China certainly works well. The controls (astonishingly, for this series) are tight and responsive. Shao Jun moves where you want her to, jumps when she should, slides when she needs to. She doesn’t get stuck on bits of geometry or try and pre-empt your inputs. Her story is largely free of frustration. In some ways, that’s an issue. There’s no challenge, or at least no sense of escalation. Environments become only as complex as they need to in order to accommodate new tools and techniques. They keep pace, but never sprint ahead. Most of the game feels like a tutorial, in that sense, as though China is taking the first few tentative steps so that the forthcoming India and Russia can leap and bound unhindered. That’s a welcome thought, but it doesn’t do anything to make this particular game more engaging.
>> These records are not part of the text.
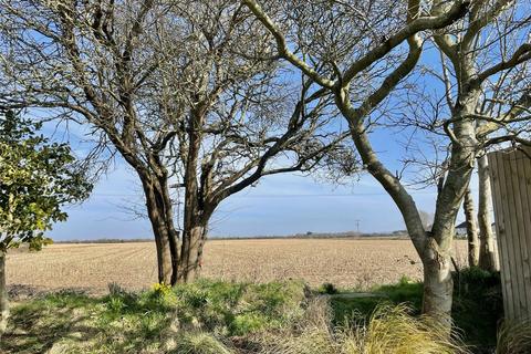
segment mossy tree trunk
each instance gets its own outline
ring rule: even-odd
[[[468,266],[478,267],[479,264],[479,238],[478,221],[473,208],[473,197],[470,188],[465,194],[465,202],[462,204],[465,217],[467,220],[467,240],[468,240]]]
[[[0,337],[6,332],[9,317],[8,288],[6,283],[6,252],[0,251]]]

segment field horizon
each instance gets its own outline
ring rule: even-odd
[[[466,241],[457,240],[455,259],[466,263]],[[136,291],[157,282],[154,242],[56,243],[39,252],[19,250],[7,258],[13,298],[72,289],[104,294],[108,284]],[[302,280],[311,287],[371,289],[402,277],[421,279],[421,263],[408,239],[262,238],[210,239],[201,277],[225,281]]]

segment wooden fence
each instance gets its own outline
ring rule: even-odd
[[[489,154],[506,319],[531,319],[531,149]]]

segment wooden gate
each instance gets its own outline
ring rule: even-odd
[[[488,157],[506,319],[531,319],[531,149]]]

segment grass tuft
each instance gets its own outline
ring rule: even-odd
[[[184,334],[171,353],[176,354],[233,354],[211,334],[197,332]]]
[[[317,306],[326,304],[320,303]],[[315,312],[315,309],[312,310]],[[460,340],[448,337],[439,322],[414,316],[404,304],[378,304],[367,322],[331,325],[326,309],[319,321],[305,321],[300,327],[262,337],[261,354],[465,354]],[[324,315],[323,315],[324,314]],[[308,320],[308,319],[306,319]]]

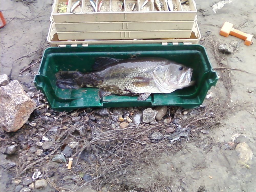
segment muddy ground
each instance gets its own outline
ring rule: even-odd
[[[234,148],[244,142],[256,154],[255,45],[247,46],[242,40],[219,35],[224,22],[228,21],[236,28],[254,35],[255,38],[254,1],[234,0],[216,13],[211,6],[218,2],[196,1],[202,35],[199,44],[205,46],[220,77],[209,91],[212,97],[206,99],[198,109],[171,107],[156,123],[142,123],[138,127],[130,124],[120,131],[109,128],[113,123],[120,127],[120,122],[111,120],[114,109],[121,110],[120,116],[128,113],[132,118],[144,109],[111,109],[109,113],[101,115],[91,110],[78,111],[77,115],[56,112],[45,109],[43,95],[38,94],[33,83],[39,63],[20,73],[39,60],[42,50],[49,46],[46,38],[53,1],[24,3],[28,1],[1,0],[1,10],[7,24],[0,29],[0,74],[7,74],[11,80],[18,79],[26,91],[35,94],[32,98],[39,101],[38,105],[46,105],[29,120],[36,126],[26,124],[16,132],[1,133],[0,191],[19,191],[20,187],[26,191],[24,178],[31,178],[38,169],[42,173],[40,179],[46,179],[47,186],[31,191],[74,191],[81,186],[77,191],[255,191],[255,157],[247,164],[239,163],[239,153]],[[232,42],[238,46],[231,54],[218,51],[219,44]],[[72,121],[72,116],[80,117],[78,123]],[[171,123],[170,119],[177,121]],[[76,129],[82,123],[87,127],[83,135]],[[186,128],[188,138],[181,137],[171,143],[168,138],[156,143],[150,142],[148,137],[152,132],[166,134],[168,127],[175,127],[177,131],[176,125]],[[52,131],[55,133],[49,131],[53,128],[56,129]],[[114,134],[104,133],[107,131]],[[93,134],[98,138],[106,136],[108,140],[88,140]],[[240,134],[246,138],[237,140],[233,146],[232,137]],[[43,134],[53,143],[37,156],[33,151],[42,149],[36,143],[46,142],[42,140]],[[133,140],[126,140],[126,136]],[[73,150],[72,154],[80,158],[77,162],[77,158],[74,159],[76,165],[71,170],[67,169],[67,162],[52,162],[54,155],[74,141],[79,145]],[[2,152],[5,147],[14,143],[18,144],[14,154]],[[3,165],[9,166],[10,162],[16,166]],[[29,191],[27,187],[25,189]]]

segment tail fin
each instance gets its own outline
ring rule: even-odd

Neither does the easily-exploitable AI, which leashes guards to an incredibly limited area and doesn’t give them much to do besides roaming back and forth. There’s still satisfaction to be had in mooching lion-like among your prey, but at least gazelles have the good sense to leg it when they see themselves on the menu. China’s guards want you to know they’re props. If you run out of their vision cones and wait around for a while, they’ll wander aimlessly back to their assigned patrol routes as though nothing ever happened.
Too often China falls back on being pretty. And it is, certainly; this is China as envisioned by a real artist, applied to a canvas in brushstrokes and smudges. Beneath it all there’s a soft, paper-like quality, and when blood begins to flow the background hungrily soaks it up. But the visuals can’t do all the heavy lifting, even though the game would like them to. Story is communicated through static interstitials. There’s nothing in the way of character- or world-building. It’s a gorgeous aesthetic, but it doesn’t have anything to say about the setting or the narrative. All those people who were clamouring for an Eastern Assassin’s Creed probably still are, and that’s a shame considering how little else China offers outside of the groundwork for two more dimensionally-deficient adventures.
All that being said, I do actually prefer Assassin’s Creed in this scaled-back form. I’ve been saying for years now that this franchise needs to take a year (or several) off, and that if there’s any long-running series which would truly benefit from a back-to-basics retooling then it’s this one. Assassin’s Creed Chronicles: China is not that. It refines the core ideas while still retaining too much of the series’ previous identity, and what it does do well it doesn’t seem to be interested in doing outside of the well-worn confines of a template already popularised by an entirely different game. I’m holding out hope for the next two instalments, if for no reason other than to see if Climax are as receptive to user feedback as their publisher isn’t, but either way China is still a highly disposable and derivative entry in a series which was already outstaying its welcome several games ago.